Artículos de revistas
Porous mullite ceramics formed by direct consolidation using native and granular cold-water-soluble starches
Fecha
2014-04Registro en:
Talou, Mariano Hernán; Moreno, Rodrigo; Camerucci, Maria Andrea; Porous mullite ceramics formed by direct consolidation using native and granular cold-water-soluble starches; Wiley; Journal of the American Ceramic Society; 97; 4; 4-2014; 1074-1082
0002-7820
Autor
Talou, Mariano Hernán
Moreno, Rodrigo
Camerucci, Maria Andrea
Resumen
In this article, the processing and microstructures of porous mullite bodies prepared by modifying the conventional route of the starch consolidation casting method were studied. The proposed route, called the “soluble route”, involves the use of native starches (i.e., potato, cassava, and corn starches) and a synthesized granular cold-water-soluble (GCWS) starch. Stable aqueous mullite-starch suspensions (0.25 starch volume fraction of 40 vol% total solids) were prepared by mixing. The total starch content was a mixture of ungelatinized native starch and GCWS starch with a 1:10 ratio of GCWS starch to total starch. Steady-state shear flow properties of the suspensions were analyzed by measuring viscosity. The addition of CGWS starch increased the starting suspension viscosity and thus prevented the particle segregation.
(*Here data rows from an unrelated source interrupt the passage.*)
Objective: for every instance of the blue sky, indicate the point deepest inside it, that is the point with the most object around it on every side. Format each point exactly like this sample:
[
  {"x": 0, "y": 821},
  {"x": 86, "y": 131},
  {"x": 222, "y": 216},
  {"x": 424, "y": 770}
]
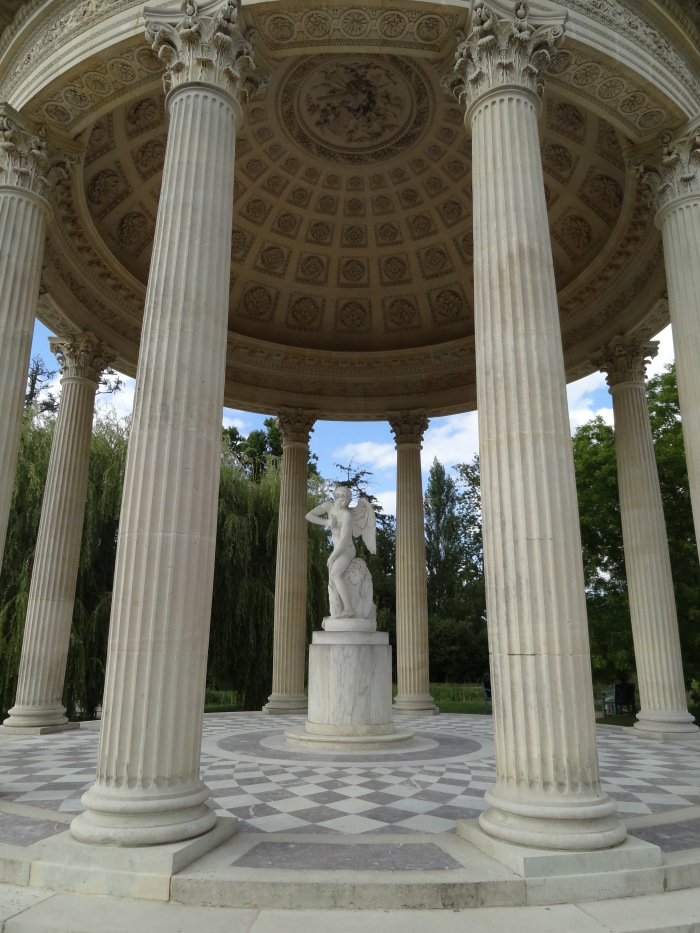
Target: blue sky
[{"x": 369, "y": 445}]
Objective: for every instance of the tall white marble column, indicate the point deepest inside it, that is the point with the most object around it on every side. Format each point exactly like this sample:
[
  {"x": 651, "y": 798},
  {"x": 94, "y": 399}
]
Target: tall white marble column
[
  {"x": 674, "y": 186},
  {"x": 25, "y": 183},
  {"x": 412, "y": 655},
  {"x": 657, "y": 648},
  {"x": 148, "y": 789},
  {"x": 42, "y": 670},
  {"x": 547, "y": 791},
  {"x": 289, "y": 647}
]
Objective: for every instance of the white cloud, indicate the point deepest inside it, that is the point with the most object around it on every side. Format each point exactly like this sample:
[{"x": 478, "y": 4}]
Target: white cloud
[
  {"x": 368, "y": 453},
  {"x": 387, "y": 500},
  {"x": 454, "y": 439},
  {"x": 666, "y": 353}
]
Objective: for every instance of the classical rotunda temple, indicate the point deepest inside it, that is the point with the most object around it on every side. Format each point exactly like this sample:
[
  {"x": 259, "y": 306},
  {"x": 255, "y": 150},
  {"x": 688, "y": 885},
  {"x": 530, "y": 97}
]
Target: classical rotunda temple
[{"x": 348, "y": 211}]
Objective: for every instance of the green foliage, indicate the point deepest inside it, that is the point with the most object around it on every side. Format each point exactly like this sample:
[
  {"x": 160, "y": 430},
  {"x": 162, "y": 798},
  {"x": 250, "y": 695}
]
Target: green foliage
[
  {"x": 612, "y": 650},
  {"x": 242, "y": 623}
]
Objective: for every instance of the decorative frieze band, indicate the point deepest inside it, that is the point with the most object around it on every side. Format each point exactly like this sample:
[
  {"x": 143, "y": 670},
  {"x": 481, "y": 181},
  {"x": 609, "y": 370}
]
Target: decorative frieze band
[
  {"x": 296, "y": 425},
  {"x": 501, "y": 52},
  {"x": 625, "y": 359},
  {"x": 408, "y": 427},
  {"x": 26, "y": 158},
  {"x": 677, "y": 173},
  {"x": 82, "y": 356},
  {"x": 210, "y": 49}
]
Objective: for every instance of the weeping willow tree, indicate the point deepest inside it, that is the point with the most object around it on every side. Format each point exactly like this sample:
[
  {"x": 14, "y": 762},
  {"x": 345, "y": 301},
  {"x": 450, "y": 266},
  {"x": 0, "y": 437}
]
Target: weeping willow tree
[
  {"x": 242, "y": 615},
  {"x": 240, "y": 643},
  {"x": 88, "y": 643}
]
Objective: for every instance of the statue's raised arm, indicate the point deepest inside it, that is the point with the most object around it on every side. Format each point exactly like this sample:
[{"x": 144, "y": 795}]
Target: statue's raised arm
[{"x": 349, "y": 582}]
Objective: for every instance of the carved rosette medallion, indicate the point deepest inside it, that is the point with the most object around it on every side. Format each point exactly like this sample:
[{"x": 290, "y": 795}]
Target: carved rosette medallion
[
  {"x": 26, "y": 158},
  {"x": 676, "y": 175},
  {"x": 210, "y": 49},
  {"x": 625, "y": 359},
  {"x": 81, "y": 356},
  {"x": 355, "y": 109},
  {"x": 296, "y": 426},
  {"x": 408, "y": 427},
  {"x": 500, "y": 53}
]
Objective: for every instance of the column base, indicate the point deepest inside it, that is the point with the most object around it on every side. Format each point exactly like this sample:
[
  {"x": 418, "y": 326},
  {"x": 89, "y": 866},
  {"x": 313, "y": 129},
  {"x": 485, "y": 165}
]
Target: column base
[
  {"x": 7, "y": 729},
  {"x": 585, "y": 825},
  {"x": 36, "y": 717},
  {"x": 410, "y": 704},
  {"x": 121, "y": 818},
  {"x": 67, "y": 865},
  {"x": 286, "y": 704},
  {"x": 587, "y": 874}
]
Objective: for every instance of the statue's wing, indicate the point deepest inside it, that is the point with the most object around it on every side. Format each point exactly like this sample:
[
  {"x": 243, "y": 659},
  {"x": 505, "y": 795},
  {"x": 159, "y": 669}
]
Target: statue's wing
[{"x": 365, "y": 524}]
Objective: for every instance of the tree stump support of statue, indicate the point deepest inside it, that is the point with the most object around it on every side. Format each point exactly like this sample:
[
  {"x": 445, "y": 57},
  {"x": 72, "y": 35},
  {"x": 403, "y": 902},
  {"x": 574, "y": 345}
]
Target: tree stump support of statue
[{"x": 350, "y": 661}]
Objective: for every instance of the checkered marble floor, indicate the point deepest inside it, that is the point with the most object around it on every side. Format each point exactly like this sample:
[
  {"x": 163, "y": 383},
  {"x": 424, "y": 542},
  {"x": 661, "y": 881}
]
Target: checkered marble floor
[{"x": 273, "y": 787}]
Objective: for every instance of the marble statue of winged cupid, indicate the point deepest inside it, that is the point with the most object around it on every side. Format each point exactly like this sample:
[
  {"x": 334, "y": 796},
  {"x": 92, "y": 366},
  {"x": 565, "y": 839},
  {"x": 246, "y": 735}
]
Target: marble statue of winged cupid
[{"x": 349, "y": 580}]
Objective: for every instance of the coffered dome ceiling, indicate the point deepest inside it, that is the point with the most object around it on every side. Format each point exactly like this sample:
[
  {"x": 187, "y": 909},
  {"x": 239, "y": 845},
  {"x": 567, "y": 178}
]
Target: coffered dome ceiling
[{"x": 351, "y": 287}]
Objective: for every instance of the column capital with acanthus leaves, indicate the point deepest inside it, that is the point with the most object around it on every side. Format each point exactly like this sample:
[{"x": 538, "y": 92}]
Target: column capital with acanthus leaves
[
  {"x": 28, "y": 159},
  {"x": 81, "y": 356},
  {"x": 676, "y": 174},
  {"x": 625, "y": 359},
  {"x": 501, "y": 52},
  {"x": 204, "y": 46},
  {"x": 408, "y": 427}
]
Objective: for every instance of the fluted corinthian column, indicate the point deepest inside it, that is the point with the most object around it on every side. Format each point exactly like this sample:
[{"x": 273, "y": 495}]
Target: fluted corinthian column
[
  {"x": 674, "y": 188},
  {"x": 657, "y": 646},
  {"x": 412, "y": 655},
  {"x": 290, "y": 576},
  {"x": 27, "y": 171},
  {"x": 148, "y": 788},
  {"x": 547, "y": 792},
  {"x": 38, "y": 706}
]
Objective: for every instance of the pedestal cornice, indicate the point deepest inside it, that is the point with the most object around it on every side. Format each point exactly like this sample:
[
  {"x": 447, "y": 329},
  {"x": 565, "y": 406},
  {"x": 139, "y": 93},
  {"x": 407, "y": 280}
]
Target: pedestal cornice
[
  {"x": 625, "y": 359},
  {"x": 82, "y": 356},
  {"x": 499, "y": 53},
  {"x": 207, "y": 49}
]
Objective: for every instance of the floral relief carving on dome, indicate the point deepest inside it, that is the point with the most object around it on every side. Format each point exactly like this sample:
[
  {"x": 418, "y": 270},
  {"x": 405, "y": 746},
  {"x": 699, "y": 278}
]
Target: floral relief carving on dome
[
  {"x": 387, "y": 234},
  {"x": 421, "y": 225},
  {"x": 574, "y": 234},
  {"x": 626, "y": 100},
  {"x": 354, "y": 235},
  {"x": 320, "y": 232},
  {"x": 354, "y": 109},
  {"x": 259, "y": 302},
  {"x": 394, "y": 270},
  {"x": 448, "y": 305},
  {"x": 312, "y": 268},
  {"x": 149, "y": 157},
  {"x": 434, "y": 261},
  {"x": 311, "y": 25},
  {"x": 305, "y": 312},
  {"x": 287, "y": 224},
  {"x": 558, "y": 161},
  {"x": 299, "y": 196},
  {"x": 354, "y": 315},
  {"x": 144, "y": 115},
  {"x": 400, "y": 313},
  {"x": 273, "y": 259},
  {"x": 603, "y": 193},
  {"x": 352, "y": 272},
  {"x": 240, "y": 244}
]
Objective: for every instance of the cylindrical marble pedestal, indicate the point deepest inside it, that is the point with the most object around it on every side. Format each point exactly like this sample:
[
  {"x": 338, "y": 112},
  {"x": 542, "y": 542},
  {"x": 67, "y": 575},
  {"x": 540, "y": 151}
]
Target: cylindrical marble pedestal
[{"x": 349, "y": 692}]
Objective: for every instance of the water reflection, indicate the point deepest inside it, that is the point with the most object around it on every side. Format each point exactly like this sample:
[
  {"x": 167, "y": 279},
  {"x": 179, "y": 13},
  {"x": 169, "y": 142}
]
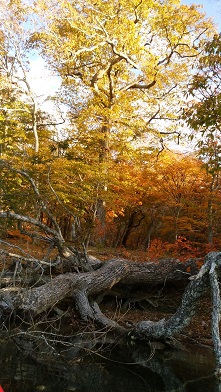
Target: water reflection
[{"x": 107, "y": 369}]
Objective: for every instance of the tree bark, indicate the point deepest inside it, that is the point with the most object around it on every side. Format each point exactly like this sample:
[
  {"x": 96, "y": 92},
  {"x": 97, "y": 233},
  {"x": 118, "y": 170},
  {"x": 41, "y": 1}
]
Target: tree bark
[{"x": 85, "y": 287}]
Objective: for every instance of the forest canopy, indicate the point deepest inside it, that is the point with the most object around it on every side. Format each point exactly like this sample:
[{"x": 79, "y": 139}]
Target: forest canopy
[{"x": 109, "y": 173}]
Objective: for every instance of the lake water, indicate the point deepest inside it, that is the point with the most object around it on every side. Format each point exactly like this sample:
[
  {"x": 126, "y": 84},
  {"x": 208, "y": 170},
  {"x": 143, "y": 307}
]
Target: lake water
[{"x": 88, "y": 367}]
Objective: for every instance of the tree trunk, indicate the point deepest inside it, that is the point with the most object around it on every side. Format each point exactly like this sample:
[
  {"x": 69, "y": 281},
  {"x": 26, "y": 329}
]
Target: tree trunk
[{"x": 84, "y": 288}]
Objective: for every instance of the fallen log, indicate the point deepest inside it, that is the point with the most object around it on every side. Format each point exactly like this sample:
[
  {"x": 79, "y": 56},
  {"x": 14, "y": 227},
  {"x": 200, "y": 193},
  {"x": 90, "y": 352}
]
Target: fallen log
[{"x": 86, "y": 286}]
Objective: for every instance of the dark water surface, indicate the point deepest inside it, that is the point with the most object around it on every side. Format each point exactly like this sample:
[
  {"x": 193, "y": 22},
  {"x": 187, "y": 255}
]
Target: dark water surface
[{"x": 108, "y": 369}]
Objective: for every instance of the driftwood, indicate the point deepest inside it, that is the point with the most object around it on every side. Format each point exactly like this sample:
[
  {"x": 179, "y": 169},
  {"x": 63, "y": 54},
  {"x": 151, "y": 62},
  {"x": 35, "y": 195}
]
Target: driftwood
[{"x": 85, "y": 287}]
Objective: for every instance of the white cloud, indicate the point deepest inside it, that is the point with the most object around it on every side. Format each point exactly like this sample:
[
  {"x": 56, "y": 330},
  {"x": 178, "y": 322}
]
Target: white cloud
[{"x": 42, "y": 81}]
Porous mullite bodies were obtained by heating (80°C, 2 h) the suspensions in metallic molds and by drying (40°C, 24 h) and sintering (1650°C, 2 h) the green disks after burning out the starch (650°C, 2 h). Green bodies obtained before and after the burning-out process, and the sintered disks were characterized with density and porosity measurements (Archimedes method) and microstructural analysis by scanning electron microscopy. The phases generated after the sintering process were determined by X-ray diffraction analysis, and pore size distributions were studied by Hg-porosimetry. The obtained results showed that the use of the GCWS starch made the shaping of homogeneous mullite bodies without cracks or deformations possible along with the development of controlled porous microstructures.